Bluest Eye Study Guide
Pecola asks Frieda if her menstruation means she can have a baby now. Frieda tells her that they are not allowed to come into her house, and Miss Marie laughs and throws a glass bottle at them. Dewey Prince is the only man that Miss Marie likes. MacTeer as women, whereas Claudia and Frieda are still girls. She feels that the bath removes all of her inventiveness and creativity, the essence of herself; however, Claudia discovers that conformity is a necessary element of maturity and, eventually, she learns to love her white dolls and Shirley Temple, and to take baths without complaint. Meanwhile, she continually receives confirmation of her own sense of ugliness—the grocer looks right through her when she buys candy, boys make fun of her, and a light-skinned girl, Maureen, who temporarily befriends her makes fun of her too.
The Bluest Eye: Full Book Summary
Informed that Pecola is at her mother's workplace, a house in a white neighborhood, they go there. Claudia, however, hates Shirley Temple in the same way she hates the white baby dolls she receives for Christmas. That night in bed, Claudia and Frieda are full of awe and respect for Pecola. We honed our egos on her, padded our characters with her frailty, and yawned in the fantasy of our strength. Following the funeral and the incident in the woods, Cholly erroneously thinks he has impregnated Darlene and runs off to find a man he believes is his father, Sampson Fuller. Night and Day In The Bluest Eye Morrison distinguishes between night and day, darkness and light, and night becomes a time to be feared. They sacrifice the money they have been saving for a bicycle and plant marigold seeds.
The Bluest Eye Themes
These ideas seemed to be arranged by the stating that Pecola Breedlove is a lost little black girl, who because of her idea that being white would solve all her family and life problems, looses her true self. Pecola may be a misspelling of Peola, the character from the film named Peola, played by actress Freddi Washington. This habitual redirection of his anger at relatively helpless individuals occurs most frequently with his family. Rosemary observes Claudia and Frieda trying to help Pecola and shouts out to Mrs. Each incident, while often unresolved, demonstrates to Claudia the norms of her community and the rules that govern the behavior of the adults in that community. What was America like in 1941? Banned in the U. Spring: Chapter 7 A fifteen, Pauline Breedlove married Cholly.

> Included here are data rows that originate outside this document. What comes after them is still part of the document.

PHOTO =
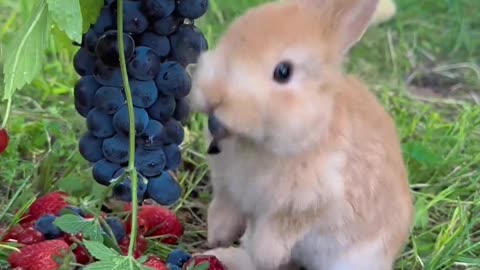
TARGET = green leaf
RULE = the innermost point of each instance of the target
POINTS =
(90, 11)
(117, 263)
(100, 251)
(26, 51)
(95, 232)
(203, 266)
(102, 265)
(68, 16)
(74, 224)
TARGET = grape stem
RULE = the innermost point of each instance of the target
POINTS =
(131, 161)
(7, 113)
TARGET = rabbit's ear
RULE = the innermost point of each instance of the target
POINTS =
(344, 20)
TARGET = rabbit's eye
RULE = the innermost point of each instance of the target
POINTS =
(283, 72)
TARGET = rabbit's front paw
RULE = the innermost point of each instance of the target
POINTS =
(268, 250)
(225, 223)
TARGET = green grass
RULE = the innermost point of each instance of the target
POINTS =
(432, 45)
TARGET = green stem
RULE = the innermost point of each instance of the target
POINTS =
(131, 162)
(7, 112)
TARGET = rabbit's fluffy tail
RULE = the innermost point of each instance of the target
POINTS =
(386, 10)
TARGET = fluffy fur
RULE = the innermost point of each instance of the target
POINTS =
(313, 174)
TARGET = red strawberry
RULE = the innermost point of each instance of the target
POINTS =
(40, 256)
(4, 139)
(51, 203)
(155, 263)
(30, 236)
(215, 264)
(140, 247)
(158, 221)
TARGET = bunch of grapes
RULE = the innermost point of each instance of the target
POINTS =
(160, 40)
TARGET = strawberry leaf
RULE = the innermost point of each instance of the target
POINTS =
(68, 17)
(100, 251)
(26, 51)
(74, 224)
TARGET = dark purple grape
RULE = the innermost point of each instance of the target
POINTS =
(122, 123)
(84, 62)
(100, 124)
(166, 25)
(82, 110)
(173, 80)
(134, 21)
(107, 48)
(104, 170)
(109, 99)
(144, 93)
(182, 110)
(123, 191)
(107, 76)
(175, 132)
(159, 44)
(158, 8)
(153, 137)
(149, 162)
(163, 108)
(144, 65)
(116, 148)
(84, 91)
(90, 147)
(46, 226)
(163, 189)
(187, 44)
(192, 9)
(173, 156)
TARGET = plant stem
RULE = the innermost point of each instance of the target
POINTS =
(131, 161)
(7, 112)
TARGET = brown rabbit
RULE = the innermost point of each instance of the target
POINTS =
(312, 173)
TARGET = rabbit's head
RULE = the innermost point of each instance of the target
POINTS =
(274, 74)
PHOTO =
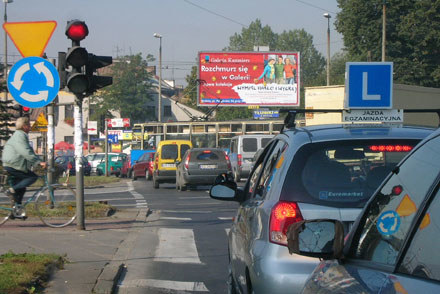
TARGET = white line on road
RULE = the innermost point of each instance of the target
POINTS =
(163, 284)
(176, 246)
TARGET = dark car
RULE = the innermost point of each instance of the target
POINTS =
(143, 167)
(68, 164)
(200, 166)
(304, 173)
(393, 246)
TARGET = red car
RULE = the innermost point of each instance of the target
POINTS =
(143, 167)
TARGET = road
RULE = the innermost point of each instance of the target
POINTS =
(183, 246)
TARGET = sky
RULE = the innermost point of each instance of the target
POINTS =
(123, 27)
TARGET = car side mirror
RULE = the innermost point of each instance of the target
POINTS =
(322, 238)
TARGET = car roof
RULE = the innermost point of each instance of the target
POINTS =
(353, 131)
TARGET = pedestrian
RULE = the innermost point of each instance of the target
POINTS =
(18, 157)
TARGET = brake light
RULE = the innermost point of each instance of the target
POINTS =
(228, 161)
(283, 214)
(187, 161)
(391, 148)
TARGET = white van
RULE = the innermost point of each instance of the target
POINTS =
(242, 150)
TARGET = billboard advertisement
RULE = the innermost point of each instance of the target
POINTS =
(248, 78)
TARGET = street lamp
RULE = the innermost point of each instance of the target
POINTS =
(328, 16)
(5, 20)
(159, 104)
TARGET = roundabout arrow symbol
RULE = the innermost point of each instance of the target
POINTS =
(42, 95)
(41, 68)
(17, 83)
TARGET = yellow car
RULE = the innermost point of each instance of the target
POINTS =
(167, 153)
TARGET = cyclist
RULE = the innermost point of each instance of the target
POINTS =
(18, 157)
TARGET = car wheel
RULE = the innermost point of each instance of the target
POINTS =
(155, 183)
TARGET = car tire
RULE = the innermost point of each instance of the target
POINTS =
(155, 184)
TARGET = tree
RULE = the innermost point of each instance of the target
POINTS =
(412, 42)
(130, 91)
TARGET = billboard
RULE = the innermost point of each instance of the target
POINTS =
(248, 78)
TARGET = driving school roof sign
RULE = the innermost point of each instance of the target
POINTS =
(248, 78)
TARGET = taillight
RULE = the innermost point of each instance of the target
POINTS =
(187, 161)
(283, 214)
(228, 161)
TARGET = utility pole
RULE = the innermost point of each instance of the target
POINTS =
(384, 25)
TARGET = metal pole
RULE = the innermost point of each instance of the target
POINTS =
(384, 22)
(78, 165)
(159, 111)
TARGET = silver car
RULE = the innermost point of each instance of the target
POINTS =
(327, 171)
(393, 246)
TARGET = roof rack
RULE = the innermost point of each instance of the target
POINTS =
(289, 121)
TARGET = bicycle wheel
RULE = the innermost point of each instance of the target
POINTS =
(56, 205)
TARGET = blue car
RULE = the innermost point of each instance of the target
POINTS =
(393, 245)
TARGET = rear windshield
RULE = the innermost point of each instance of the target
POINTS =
(208, 156)
(342, 174)
(264, 142)
(169, 151)
(250, 144)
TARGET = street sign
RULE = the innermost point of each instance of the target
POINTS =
(33, 82)
(40, 125)
(92, 127)
(369, 85)
(30, 38)
(372, 115)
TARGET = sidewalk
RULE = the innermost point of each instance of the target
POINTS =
(96, 255)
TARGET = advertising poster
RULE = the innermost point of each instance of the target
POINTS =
(249, 78)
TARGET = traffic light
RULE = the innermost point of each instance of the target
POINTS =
(77, 67)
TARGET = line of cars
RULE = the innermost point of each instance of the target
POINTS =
(330, 172)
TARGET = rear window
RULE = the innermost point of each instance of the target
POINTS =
(169, 151)
(250, 144)
(343, 173)
(264, 142)
(207, 156)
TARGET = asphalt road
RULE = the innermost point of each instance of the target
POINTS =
(183, 246)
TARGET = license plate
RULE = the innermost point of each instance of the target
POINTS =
(168, 165)
(208, 166)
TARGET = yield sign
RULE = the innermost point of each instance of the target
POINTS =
(30, 38)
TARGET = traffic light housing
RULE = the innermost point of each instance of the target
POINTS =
(77, 67)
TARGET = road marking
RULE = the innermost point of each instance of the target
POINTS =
(176, 246)
(163, 284)
(176, 218)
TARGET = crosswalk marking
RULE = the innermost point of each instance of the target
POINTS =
(177, 246)
(164, 284)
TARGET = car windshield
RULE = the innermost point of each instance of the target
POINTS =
(342, 174)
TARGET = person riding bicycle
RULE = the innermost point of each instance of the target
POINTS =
(18, 156)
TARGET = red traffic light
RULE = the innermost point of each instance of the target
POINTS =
(76, 30)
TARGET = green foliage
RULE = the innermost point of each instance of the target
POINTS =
(130, 92)
(412, 36)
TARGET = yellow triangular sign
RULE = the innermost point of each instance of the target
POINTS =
(30, 38)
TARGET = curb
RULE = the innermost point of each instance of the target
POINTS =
(108, 278)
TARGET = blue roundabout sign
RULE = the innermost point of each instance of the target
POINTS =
(33, 82)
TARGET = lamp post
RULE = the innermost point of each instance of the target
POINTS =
(328, 16)
(159, 104)
(5, 20)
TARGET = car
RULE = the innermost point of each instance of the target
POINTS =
(143, 167)
(67, 162)
(167, 153)
(392, 247)
(115, 163)
(96, 158)
(304, 173)
(201, 166)
(242, 150)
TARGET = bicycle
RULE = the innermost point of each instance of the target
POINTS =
(54, 204)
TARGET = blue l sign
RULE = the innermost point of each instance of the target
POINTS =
(369, 85)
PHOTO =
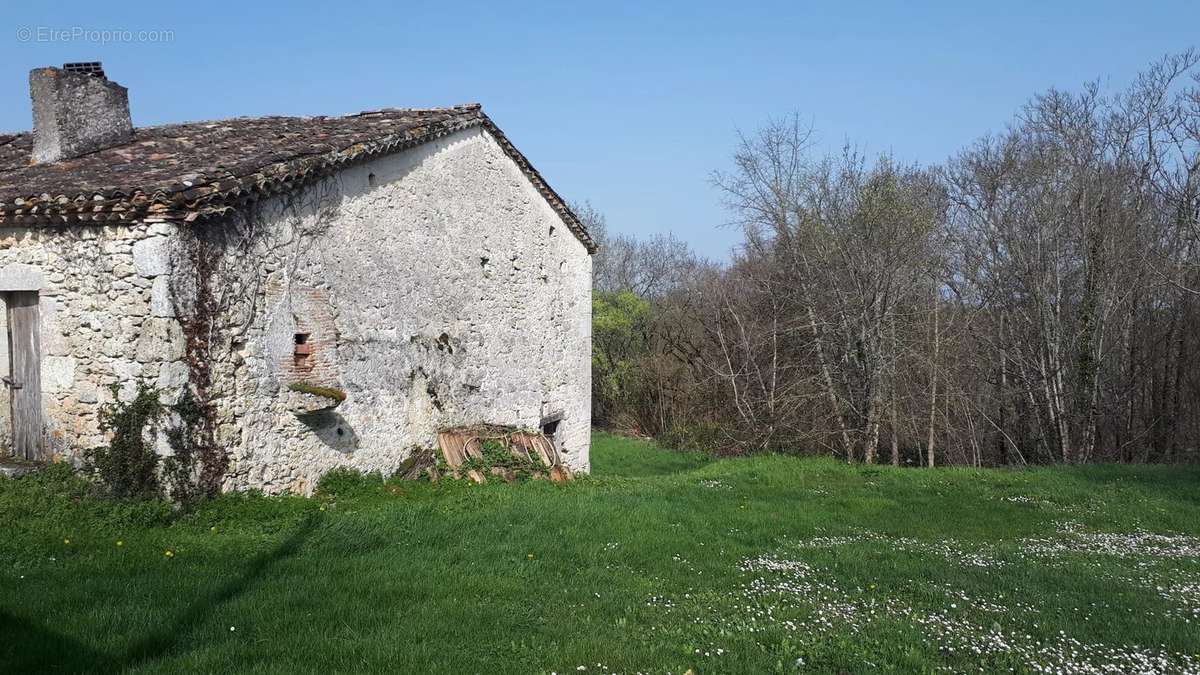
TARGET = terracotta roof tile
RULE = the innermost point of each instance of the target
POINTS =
(197, 169)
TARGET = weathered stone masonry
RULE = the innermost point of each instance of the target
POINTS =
(107, 318)
(436, 287)
(413, 260)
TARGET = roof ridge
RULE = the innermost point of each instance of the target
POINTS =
(185, 171)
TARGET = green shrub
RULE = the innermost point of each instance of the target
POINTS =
(695, 437)
(318, 390)
(129, 465)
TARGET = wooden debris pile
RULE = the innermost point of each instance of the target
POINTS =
(478, 452)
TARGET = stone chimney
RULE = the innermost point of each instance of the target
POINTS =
(77, 111)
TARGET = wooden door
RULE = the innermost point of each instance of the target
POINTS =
(24, 380)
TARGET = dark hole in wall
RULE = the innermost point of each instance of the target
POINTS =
(551, 430)
(301, 352)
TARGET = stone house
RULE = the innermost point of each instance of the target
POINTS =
(411, 258)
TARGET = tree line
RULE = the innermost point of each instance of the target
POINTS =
(1033, 299)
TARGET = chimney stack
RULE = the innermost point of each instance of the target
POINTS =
(77, 111)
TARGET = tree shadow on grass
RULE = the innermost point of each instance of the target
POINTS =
(25, 646)
(166, 641)
(29, 647)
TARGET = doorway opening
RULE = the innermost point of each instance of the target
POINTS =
(21, 398)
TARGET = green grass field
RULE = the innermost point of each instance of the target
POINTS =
(660, 562)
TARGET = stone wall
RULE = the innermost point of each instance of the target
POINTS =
(436, 287)
(106, 318)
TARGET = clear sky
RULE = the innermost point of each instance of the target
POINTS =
(629, 106)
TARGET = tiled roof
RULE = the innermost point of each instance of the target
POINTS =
(185, 172)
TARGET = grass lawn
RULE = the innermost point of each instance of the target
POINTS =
(660, 562)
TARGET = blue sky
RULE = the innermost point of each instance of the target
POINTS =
(629, 106)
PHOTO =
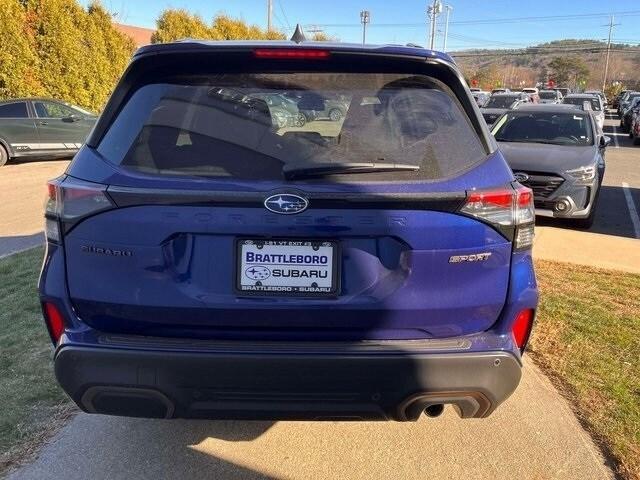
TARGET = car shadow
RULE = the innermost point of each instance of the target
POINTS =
(612, 214)
(144, 449)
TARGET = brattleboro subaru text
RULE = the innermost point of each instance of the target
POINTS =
(220, 249)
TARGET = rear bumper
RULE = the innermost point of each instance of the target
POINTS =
(393, 383)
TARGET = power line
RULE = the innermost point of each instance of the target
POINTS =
(284, 15)
(516, 53)
(494, 21)
(606, 64)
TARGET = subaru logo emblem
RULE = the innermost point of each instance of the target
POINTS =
(286, 203)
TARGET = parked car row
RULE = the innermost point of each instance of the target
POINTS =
(42, 128)
(558, 151)
(628, 102)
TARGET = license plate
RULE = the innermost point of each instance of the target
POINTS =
(287, 267)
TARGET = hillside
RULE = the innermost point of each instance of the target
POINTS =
(527, 66)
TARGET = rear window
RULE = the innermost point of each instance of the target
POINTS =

Analysis of Toni Morrison’s The Bluest Eye
The marigolds never bloom, and Pecola's child, who is born prematurely, dies. Initially, someone suggests Mr. The condition of their house contrasts the idealized home introduced in the opening Dick and Jane section, but regardless of its condition, the house is their own, which remains an important part of their identity and sense of worth as a family. Some of the rooms are lit with kerosene lamps, but others remain dark and occupied by roaches and mice. Her inarticulateness made us believe we were eloquent. Cholly merely responds to stimuli in his environment and is incapable of functioning as anything other than an abuser.